Though that will change.

Teaching her our language, especially the words reserved for the bedroom, is something I intend to enjoy thoroughly.

I dial Mateo’s number. He answers on the second ring.

“I didn’t expect your call until morning,” he says, already fully alert. “Why aren’t you occupied with your girl? You’ve finally got her to yourself, haven’t you?”

“I do,” I reply evenly. “Her friend left this morning. But Rocco interfered.”

There’s a beat of silence.

“Rocco?” Mateo’s tone sharpens. “You’re on the yacht? I thought the plan was to take her to the house.”

It was.

I spoke with my brother before Ella arrived at my office earlier today. He is not yet aware of what happened this afternoon.

“That was the plan,” I say. “It changed. Molinaro had the nerve to call me today.”

A sharp inhale on the other end. “He did what?”

“Yes. A courtesy call, according to him. An opportunity for me to call off the witch hunt.”

Mateo lets out a short, humorless laugh. “He’s got nerve.”

“He’s bold,” I say evenly. “Or he’s stupid.”

“The latter. But we established that already.”

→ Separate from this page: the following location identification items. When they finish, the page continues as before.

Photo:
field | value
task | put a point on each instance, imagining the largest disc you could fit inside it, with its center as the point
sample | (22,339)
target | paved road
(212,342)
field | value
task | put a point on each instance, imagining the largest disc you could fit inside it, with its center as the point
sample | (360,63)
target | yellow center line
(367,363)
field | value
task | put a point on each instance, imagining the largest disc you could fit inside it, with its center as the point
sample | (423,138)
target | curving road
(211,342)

I lean against the edge of the desk, lowering my voice instinctively even though Ella wouldn’t be able to understand a word. “Two hours after the call, he sent me a series of photographs.”

A pause.

“Of?”

“Ella.”

Silence this time. Not amused.

“She was sightseeing in Syracuse this afternoon.”

Even now, recalling it, something cold coils low in my stomach. I knew that being seen with her carried risk. I calculated it and dismissed it as manageable. She’s been in my life for such a short time that there was no logical reason for Molinaro to attach significance to her so quickly.

But he did.

The photographs were deliberate. Framed carefully. Not just proof of surveillance, but proof of understanding.

He hit the mark.

And that shifts my attention back to something far more concerning.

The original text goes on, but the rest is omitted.